1/9/16

Talking with Mother

     About the time I got to the curve in the road, I realized it was a beautiful day. And I'd already been walking with the dogs for five minutes.
     "I love the brightness that the snow makes," I said aloud to no one in particular. My mind continued the thought inside. I actually do love it, everything is more cheerful. I never thought I'd love something about January. I've changed.
     And my mind began to wander off again. Except I caught it.

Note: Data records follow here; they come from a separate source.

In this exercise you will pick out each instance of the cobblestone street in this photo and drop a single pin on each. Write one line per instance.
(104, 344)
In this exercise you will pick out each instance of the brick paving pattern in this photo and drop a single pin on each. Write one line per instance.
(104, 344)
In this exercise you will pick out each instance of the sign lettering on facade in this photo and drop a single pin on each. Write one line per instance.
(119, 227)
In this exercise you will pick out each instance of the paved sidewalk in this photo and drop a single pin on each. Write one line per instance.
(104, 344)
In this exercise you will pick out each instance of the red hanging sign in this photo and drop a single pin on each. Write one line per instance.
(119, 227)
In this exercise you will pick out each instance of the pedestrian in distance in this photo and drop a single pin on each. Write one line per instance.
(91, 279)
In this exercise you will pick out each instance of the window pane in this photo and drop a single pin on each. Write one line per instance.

     When I talk out loud to "no one in particular", amazing things happen. Because "no one in particular" really is some thing. Call it my inner wisdom. Spirit. Often I talk with Mother Earth ("Mother" for short). When I started to do this, it was a practice to focus my attention on the present. But I began to get responses, almost faster than I could finish what I was saying. The responses come out of me, too. So if you were to invisibly tag along listening, it would sound like me reading a dialogue. There's no change in voice, I'm not channeling or anything. But what's coming out is insights, challenges to my old way of thinking, answers. 
     (This is where I acknowledge that this falls under the "crazy old bat" category for short-cut personality assessors. For many reasons, I don't think I'm crazy.)
     So this afternoon, I caught my wandering mind and brought it back as I came in sight of the clam flats shimmering in front of the low winter sun, and rose hips necklacing my view of the hayfields like red pearls. 
     "Mother, where to begin? I begin -- and end -- with gratitude. Thank you for the rose hips, the sunlit day, the chickadees' songs..."
     Mother was quiet today. I wasn't asking for anything, I didn't need a response. But I was focused on what was in front of me, little and big, visible and invisible, and this was changing me from who I was when I left the house. When I reached the causeway, I paused to let the dogs sniff where the clammers load their trucks (usually there's something disgustingly tempting for a lab there), and then I turned and walked home. By the time I got back to the curve in the road, I had ended my conversation by using the words of Sharon Salzburg's loving kindness meditation to ask Mother for blessing for all creatures. I walked quietly, totally present to where I was, happy. 
     And then I looked down. I had to laugh. Mother had responded, but I didn't think it would be in the asphalt of our old road.